As an allotetraploid fish, common carp exhibit complex genetic mechanisms for trait determination. While mitf genes generally have two paralogs (mitfa and mitfb) in diploid teleosts due to third-round genome duplication (3R WGD), we found four copies (mitfa (A06), mitfa (B06), mitfb (A23), mitfb (B23)) in the common carp. According to our research, only simultaneous loss-of-function of both copies of mitfa resulted in the absence of melanophores. In other words, the absence of melanocytes in the skin of HB depended on a double recessive homozygous allelic genotype (Figure 4A). After scanning gene regions by IGV, several fixed mutations were observed in the HB strain. In mitfa (A06), we identified a haplotype with a 240 bp deletion (A06: 23 318 912–23 318 913) and a 1 773 bp insertion (A06: 23 315 866–23 317 639), which was homozygous in the HB strain but heterozygous or without mutation in the YR strain (Figure 4C; Supplementary Figure S6A). Furthermore, a nonsynonymous single nucleotide mutation (B06: 22 467 522 (G→C)) was found in the 8th exon of mitfa (B06), which caused an Ala244→Pro244 substitution. Comparison among several animals revealed that the mutation was in the conserved functional domain, which may influence gene function (Figure 4D; Supplementary Figure S6B).
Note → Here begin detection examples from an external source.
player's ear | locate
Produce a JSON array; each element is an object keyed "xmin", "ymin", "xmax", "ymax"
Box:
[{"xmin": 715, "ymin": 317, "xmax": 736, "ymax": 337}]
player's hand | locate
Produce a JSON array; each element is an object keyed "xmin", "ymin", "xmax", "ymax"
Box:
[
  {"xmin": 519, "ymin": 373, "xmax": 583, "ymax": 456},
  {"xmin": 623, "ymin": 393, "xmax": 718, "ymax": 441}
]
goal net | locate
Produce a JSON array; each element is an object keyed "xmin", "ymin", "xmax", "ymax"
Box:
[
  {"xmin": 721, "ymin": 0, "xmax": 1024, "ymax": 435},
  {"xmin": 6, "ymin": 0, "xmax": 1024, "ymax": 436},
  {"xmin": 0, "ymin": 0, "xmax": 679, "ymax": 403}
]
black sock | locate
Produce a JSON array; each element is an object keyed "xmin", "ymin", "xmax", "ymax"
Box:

We performed PCR and Sanger sequencing to validate the mitfa (A06) and mitfa (B06) variants. Genotypes were identified in multiple samples, including YR, HB, F1 individuals, and backcross progeny. Results confirmed that both mutations in mitfa were homozygous in HB and other individuals without melanocytes, whereas the genotypes were heterozygous or not mutated in the YR and hybrid individuals with melanophores (Supplementary Table S15). The segregation ratios of crossed families were consistent with the ratios predicted by the genotypes of parents (Supplementary Table S13). Thus, functional mutation of both copies of mitfa plays a prominent role in carp phenotypic evolution.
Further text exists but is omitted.